The resolve doesn’t allow hospitals to refuse care, but it does allow them to determine if patients without health insurance can pay for all or part of their medical costs based not only on income but also assets.
The resolve directs the state’s Department of Health and Human Services to make a rule change that permits hospitals to determine a person’s ability to pay.
That rule change would also align the state with the federal Affordable Care Act, which requires all Americans to purchase health care, while providing subsidies for those ineligible for full federal health care coverage to do so.
The state’s rule currently requires hospitals to provide charity care to any individual earning less than 150 percent of the federal poverty level — or $17,213 per year for 2013. The federal law will provide subsidies to anyone making more than 133 percent of the federal poverty level or $15,282 for 2013.
“There is now a federal law mandating that people buy insurance and corresponding to that there are significant federal subsidies to go buy that insurance,” said Jeff Austin, a spokesman for the Maine Hospital Association. “So it just seems quizzical to us that someone, at say, 145 percent of the federal poverty level is covered by a federal law, they have to go buy this insurance and yet Maine law is out there saying you can go get free care at a hospital.”
Austin said the resolve, LD 610, sponsored by state Rep. Deborah Sanderson, R-Chelsea, is looking to line up the two standards in state and federal law.
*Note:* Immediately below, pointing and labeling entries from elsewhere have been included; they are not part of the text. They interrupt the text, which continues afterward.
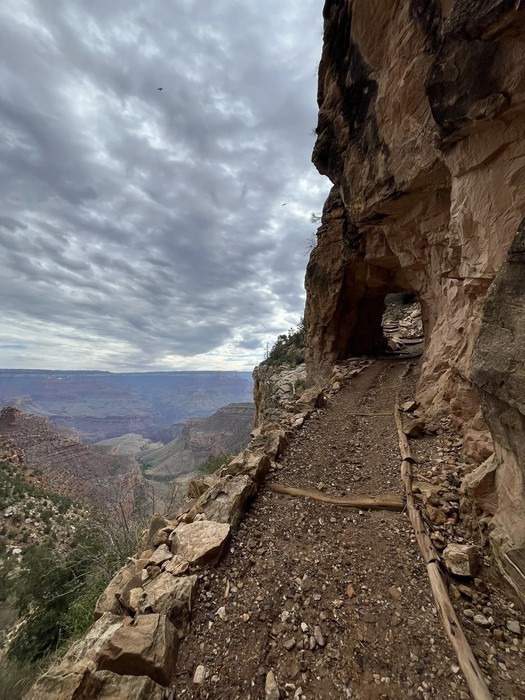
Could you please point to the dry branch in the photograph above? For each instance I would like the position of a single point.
(385, 501)
(466, 659)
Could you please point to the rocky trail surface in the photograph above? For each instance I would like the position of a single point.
(319, 601)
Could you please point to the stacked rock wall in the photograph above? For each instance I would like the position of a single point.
(422, 132)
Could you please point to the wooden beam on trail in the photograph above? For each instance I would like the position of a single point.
(465, 656)
(385, 501)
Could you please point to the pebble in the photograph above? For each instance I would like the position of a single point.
(481, 620)
(318, 636)
(289, 644)
(514, 626)
(271, 689)
(199, 675)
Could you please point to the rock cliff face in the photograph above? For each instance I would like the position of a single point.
(422, 132)
(70, 468)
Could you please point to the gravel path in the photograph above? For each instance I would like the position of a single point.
(331, 602)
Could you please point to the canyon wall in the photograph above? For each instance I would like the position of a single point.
(422, 132)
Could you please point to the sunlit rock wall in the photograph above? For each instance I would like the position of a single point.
(422, 132)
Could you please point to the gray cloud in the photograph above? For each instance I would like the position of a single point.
(143, 228)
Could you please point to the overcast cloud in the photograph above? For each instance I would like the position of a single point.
(144, 228)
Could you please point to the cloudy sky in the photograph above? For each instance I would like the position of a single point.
(143, 228)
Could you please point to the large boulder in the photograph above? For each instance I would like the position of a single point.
(499, 373)
(148, 647)
(201, 542)
(89, 684)
(480, 486)
(116, 588)
(172, 596)
(226, 501)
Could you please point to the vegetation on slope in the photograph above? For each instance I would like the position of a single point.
(56, 557)
(288, 349)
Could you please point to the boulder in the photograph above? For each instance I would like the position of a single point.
(176, 566)
(148, 647)
(107, 601)
(201, 542)
(311, 398)
(160, 555)
(480, 486)
(226, 501)
(277, 441)
(172, 596)
(156, 524)
(461, 559)
(104, 685)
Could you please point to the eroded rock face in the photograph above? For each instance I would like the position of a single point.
(422, 132)
(499, 372)
(421, 129)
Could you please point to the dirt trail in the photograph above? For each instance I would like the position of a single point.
(336, 602)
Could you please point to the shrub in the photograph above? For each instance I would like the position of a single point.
(288, 348)
(56, 592)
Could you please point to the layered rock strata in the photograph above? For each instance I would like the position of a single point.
(422, 132)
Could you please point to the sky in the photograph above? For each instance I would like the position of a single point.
(147, 229)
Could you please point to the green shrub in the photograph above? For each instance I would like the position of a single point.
(288, 348)
(16, 679)
(56, 591)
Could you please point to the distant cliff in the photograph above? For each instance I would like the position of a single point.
(422, 132)
(101, 405)
(68, 467)
(227, 431)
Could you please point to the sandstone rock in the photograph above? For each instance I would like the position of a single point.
(436, 516)
(107, 601)
(423, 176)
(104, 685)
(225, 502)
(514, 626)
(461, 559)
(161, 537)
(499, 373)
(160, 555)
(271, 689)
(201, 542)
(135, 595)
(172, 596)
(480, 486)
(312, 397)
(146, 648)
(414, 428)
(157, 522)
(200, 675)
(176, 566)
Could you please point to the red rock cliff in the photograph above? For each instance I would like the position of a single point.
(422, 132)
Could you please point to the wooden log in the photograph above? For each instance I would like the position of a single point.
(385, 501)
(465, 656)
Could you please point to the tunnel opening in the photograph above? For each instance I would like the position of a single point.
(402, 323)
(387, 322)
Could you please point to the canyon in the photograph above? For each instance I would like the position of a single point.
(422, 133)
(102, 405)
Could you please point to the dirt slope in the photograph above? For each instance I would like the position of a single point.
(336, 602)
Austin also said hospitals currently do check to see if an uninsured patient is eligible for Medicaid and if they are they are able to help enroll the person and then get payment for the treatments they have provided.
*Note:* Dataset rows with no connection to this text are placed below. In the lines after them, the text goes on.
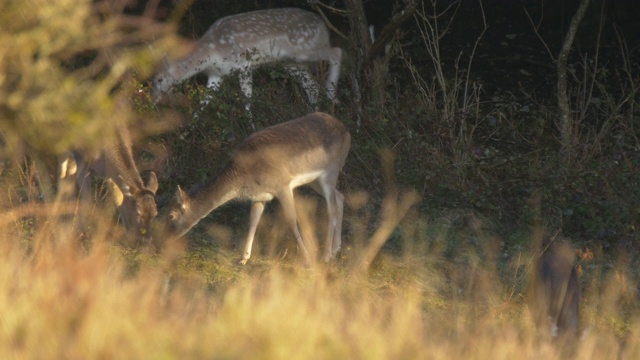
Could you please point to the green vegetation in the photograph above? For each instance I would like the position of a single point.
(447, 195)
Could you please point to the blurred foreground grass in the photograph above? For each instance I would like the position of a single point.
(59, 299)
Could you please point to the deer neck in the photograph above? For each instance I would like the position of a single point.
(121, 168)
(190, 66)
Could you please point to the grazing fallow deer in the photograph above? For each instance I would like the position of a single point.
(135, 200)
(554, 291)
(243, 41)
(269, 164)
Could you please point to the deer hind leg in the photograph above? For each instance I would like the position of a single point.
(335, 63)
(337, 234)
(256, 213)
(310, 86)
(288, 206)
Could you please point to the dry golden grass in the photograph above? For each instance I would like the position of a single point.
(61, 299)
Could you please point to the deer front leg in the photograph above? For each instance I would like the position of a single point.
(335, 62)
(256, 212)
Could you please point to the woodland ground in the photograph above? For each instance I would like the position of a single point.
(449, 281)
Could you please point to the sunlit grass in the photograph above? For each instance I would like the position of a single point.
(61, 299)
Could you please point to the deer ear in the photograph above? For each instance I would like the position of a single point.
(152, 183)
(126, 190)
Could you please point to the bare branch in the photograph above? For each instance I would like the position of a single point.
(386, 35)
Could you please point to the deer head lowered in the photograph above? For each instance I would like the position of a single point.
(135, 199)
(270, 164)
(241, 42)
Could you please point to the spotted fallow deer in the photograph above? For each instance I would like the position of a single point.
(269, 164)
(134, 199)
(243, 41)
He said they won’t be able to help sign those eligible for insurance subsidies up on the spot the same way and won’t be able to receive payment for those treatments.
Any insurance exchange set up under federal or state auspices to get coverage for those uninsured will still work like insurance policies paid for privately or through an employer.
“There will be an open enrollment period, and if you don’t sign up in that period, you decide ‘I don’t care that I’m covered by a mandate, or I’m going to break federal law or I’m going to pay a penalty instead,’ and then you show up at a hospital and you were eligible for significant subsidies, we can’t sign you up for an insurance policy on the spot,” Austin said. “So we need to encourage people to take advantage of these subsidies and obey federal law and take advantage of these subsidies for which we are all contributing.”
He said the change would only apply to individuals who are eligible for the federal subsidies under the Affordable Care Act. “You would have to be eligible for the subsidies in order to not be eligible for charity care,” Austin told the committee.
But Mitchell Stein, policy director of Consumers for Affordable Health Care, said they opposed the resolve for several reasons. He said his group was attempting to assemble the charity care policies for all 39 hospitals in Maine but only four of them have been provided to the group.
Stein’s organization provides a statewide telephone helpline to assist people trying to find free or low-cost health care. His organization fielded 3,000 calls in 2012, Stein said.
He said state law requires those policies to be updated with the state each year but only four were made available after a Freedom of Access Act — Maine’s open records law — request for them was filed with the state.
“Compliance with the existing law has been weak since there is no penalty for [not] complying with the filing requirement,” Stein said.
Stein also said hospitals do not always advise patients that while they may not be eligible under the federal poverty guidelines, those guidelines are updated each February, and a patient may become eligible.
“Individuals who would be eligible under the new numbers are being turned away because the old numbers are still being used,” Stein said.
He also noted that the new federal law included several related requirements for hospitals that operated under nonprofit and tax-exempt status.
To remain eligible for tax-exempt status under the the Affordable Care Act, hospitals will have to provide written financial assistance policies, admit what they charge for services, observe fair billing and debt collection practices and conduct a community needs assessment every three years, Stein told the committee.
The committee likely will vote on the resolve during a work session in the weeks ahead.